The third step, training evaluation, is the focus of the present paper. The evaluation step involves developing and fielding measures which are tied to the learning objectives of the courseware. Specifically, we plan to develop measures of : (a) learning in training, (b) attitudes toward interactive courseware, motivation to train, perceptions of the quality of training, ease of use of the training and ease of access to the training using available computer equipment in the schoolhouse, field locations and potentially at home, and (c) knowledge, skill and actual situation-based job performance. Measures will be developed, pilot tested, refined and implemented in field administrations of the interactive courseware. Although the demonstration effort concludes in February 1997, we expect to continue throughout the remainder of 1997 to assess knowledge and skill retention and decay based on a variety of variables and real-world constraints on the amount of skill practice (and related exercises) trainees receive after training. We hope to use the longer-term performance information to develop guidelines for refresher training content and intervals for medical technicians. For this purpose we are testing a number of innovative approaches to field performance measurement, including measuring the links between a variety of criteria for assessing the overall impact of interactive courseware for (a) primary skills training and (b) refresher training and proficiency training.
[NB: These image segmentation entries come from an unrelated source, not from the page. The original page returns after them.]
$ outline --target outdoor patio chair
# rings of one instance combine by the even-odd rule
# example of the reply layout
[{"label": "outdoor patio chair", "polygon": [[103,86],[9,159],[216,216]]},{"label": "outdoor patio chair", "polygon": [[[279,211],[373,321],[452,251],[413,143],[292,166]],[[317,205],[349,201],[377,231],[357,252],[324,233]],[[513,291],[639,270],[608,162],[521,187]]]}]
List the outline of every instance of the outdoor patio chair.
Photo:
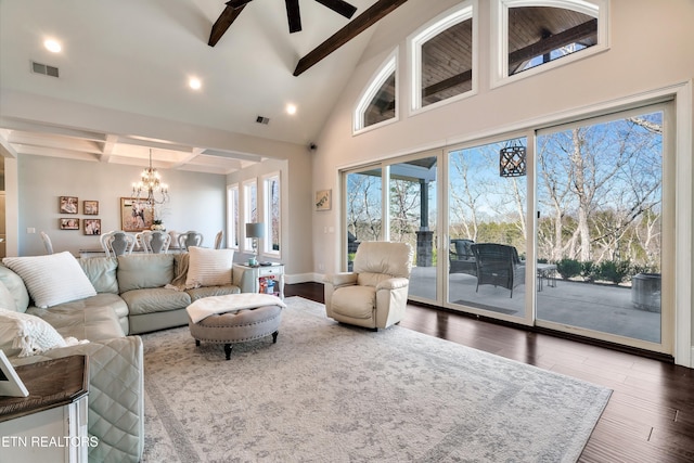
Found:
[{"label": "outdoor patio chair", "polygon": [[470,246],[477,266],[477,287],[493,284],[511,290],[525,283],[525,263],[518,258],[514,246],[497,243],[478,243]]},{"label": "outdoor patio chair", "polygon": [[467,273],[477,275],[477,263],[470,246],[475,244],[472,240],[453,239],[449,252],[450,273]]}]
We will use the demonstration as an opportunity to examine the extent to which existing hardware, software, and network capabilities are able to support exportable training over the Internet and via CD-ROM to AF users. We hope to demonstrate that a basic infrastructure to support such training is in place and to provide recommendations and specifications for leveraging the infrastructure for near term training development and delivery, and for enhancements and increased bandwidth requirements for longer term sustainability.
We also expect to conduct demonstrations and field studies in support of the AF Reserve and Guard community and to demonstrate potential training benefits to the Active Duty force as well. The process we have developed for this effort should serve as an exemplar for future training development initiatives.